(This is the last of the batch of romance novels I got, so you don't have to be flooded with these posts for weeks).
On
scottishlass's recommendation, I got Kinley MacGregor's Born in Sin, as
scottishlass promised me this is a "mad, bad, dangerous to know hero redeemed by love of heroine" done right.
I am about a third in and I love love love it to bits, despite it breaking two of my cardinal romance novel rules, both having to do with naming. The book is set in 12th century Scotland and England and the secondary characters have normal names, but hero and heroine? Oh my. The Scottish heroine is named Caledonia. Now, this is a fine name for a body of land but as a name for a 12th-century Scotswoman? You mean, her parents named her for the Roman name for Scotland? Bizarre. But that is as nothing compared to hero's name which is...Sin. Indeed. Let's pause for a moment while we digest it. Yes, he's a 12th-century English/Scottish nobleman with this name. To give MacGregor credit, she tries to justify it by saying he had other name(s) but this is the one he gave himself because he has ISSUES. I'd say he has issues, with a name like that! I promise you, author, naming him Robert or John would not have made him any less manly.
Anyway, despite the naming nightmare, I am really adoring the book - the heroine is strong-willed and smart and knows how to fight and is awesome. And I like the hero - he never inspires me with the slightest desire to smack him because issues/reputation or whatever is going on, he never treats heroine in any way but well and with respect.
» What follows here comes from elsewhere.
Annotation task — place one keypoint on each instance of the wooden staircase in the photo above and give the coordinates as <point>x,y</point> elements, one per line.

scottishlass clued me in that MacGregor is another penname for Sherrilyn Kenyon, the author of the Dark-Hunter novels I used to really wallow in a couple of years back but I am beginning to think I would have figured this out even if she didn't tell me. Not only is Kenyon's obsession with tall heroes and heroines present (plenty of romance novel authors have tall heroes, but few like to have towering heroines as well) but there is the whole trademark Kenyon thing of giving the male protagonist a background horrifying beyond imagining. Her Acheron was the only romance novel (though tbh I don't even think it qualifies as a romance novel - 4/5 of it have no romance whatsoever) which literally gave me nightmares. I don't think I could have gotten through it at all if I started it after I had Baby Mousie. In fact, with Acheron, when the romance did start, it didn't really work for me because the previous 4/5th of the book not only left me shell-shocked but also with a firm conviction that what the hero needed was not a girlfriend but more years of therapy than immortality could get him and not to be touched by anyone in any fashion ever again. And maybe amnesia. And drugs. Though as the heroine was very vanilla and naive, this is about as good as it could get for him - if he fell for someone with even the slightest taste for kink, that would have been a disaster.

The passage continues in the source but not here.